Meggie reached out to take one, inspect it. "What on earth is it?" she asked curiously.
"A French letter." He had forgotten his decision of two years ago, not to tell her he practiced contraception. "I put it on myself before I go inside you. Otherwise I might start a baby, and we can't afford to do that until we get our place." He was sitting naked on the side of the bed, and he was thin, ribs and hips protruding. But his blue eyes shone, he reached out to clasp her hand as it held the French letter. "Nearly there,
Meg, nearly there! I reckon another five thousand pounds will buy us the best property to be had west of Charters Towers."
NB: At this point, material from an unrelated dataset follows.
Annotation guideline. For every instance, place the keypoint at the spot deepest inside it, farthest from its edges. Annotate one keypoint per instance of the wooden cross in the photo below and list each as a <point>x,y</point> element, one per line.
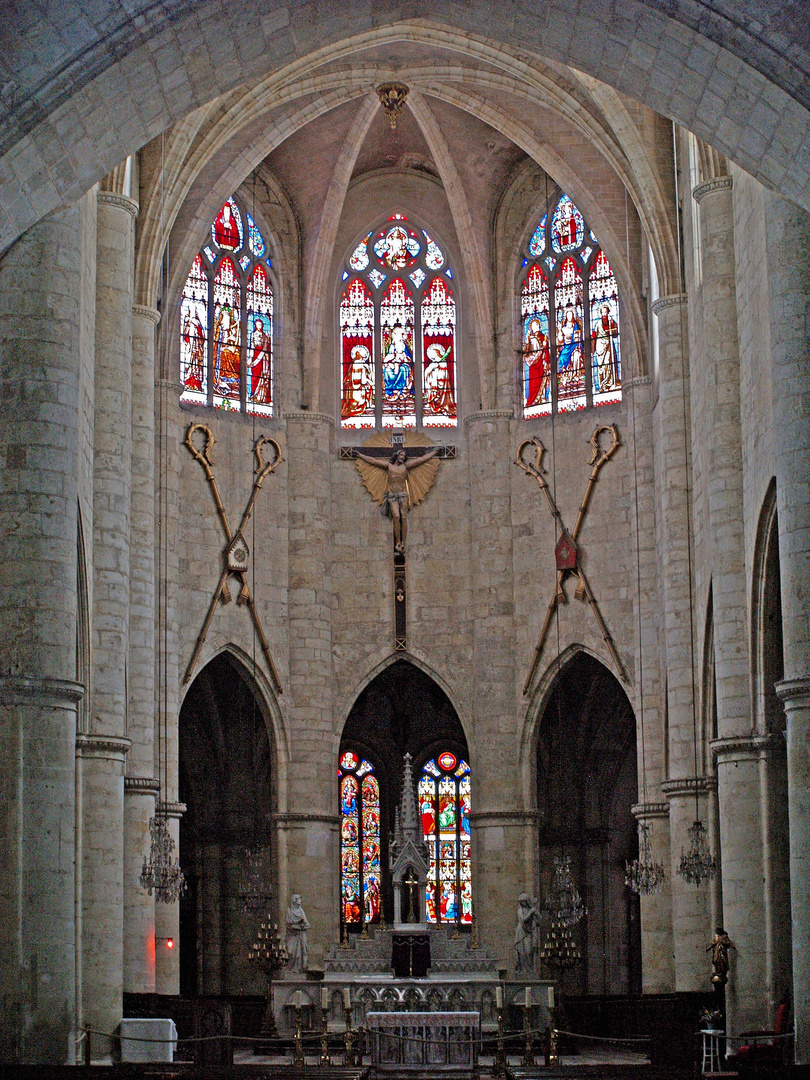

"Then you've got it," she said, her voice quite calm. "I can write to Bishop de Bricassart and ask him for a loan of the money. He won't charge us interest."
"You most certainly won't!" he snapped. "Damn it, Meg, where's your pride? We'll work for what we have, not borrow! I've never owed anyone a penny in all my life, and I'm not going to start now."
She scarcely heard him, glaring at him through a haze of brilliant red. In all her life she had never been so angry! Cheat, liar, egotist! How dared he do it to her, trick her out of a baby, try to make her believe he ever had any intention of becoming a grazier! He'd found his niche, with Arne Swenson and the sugar.
Concealing her rage so well it surprised her, she turned her attention back to the little rubber wheel in her hand. "Tell me about these French letter things. How do they stop me having a baby?"
He came to stand behind her, and contact of their bodies made her shiver; from excitement he thought, from disgust she knew. "Don't you know anything, Meg?"
"No," she lied. Which was true about French letters, at any rate; she could not remember ever seeing a mention of them.
His hands played with her breasts, tickling. "Look, when I come I make this-I don't know-stuff, and if I'm up inside you with nothing on, it stays there. When it stays there long enough or often enough, it makes a baby." So that was it! He wore the thing, like a skin on a sausage! Cheat! Turning off the light, he drew her down onto the bed, and it wasn't long before he was groping for his antibaby device; she heard him making the same sounds he had made in the Dunny pub bedroom, knowing now they meant he was pulling on the French letter. The cheat! But how to get around it?
Trying not to let him see how much he hurt her, she endured him. Why did it have to hurt so, if this was a natural thing?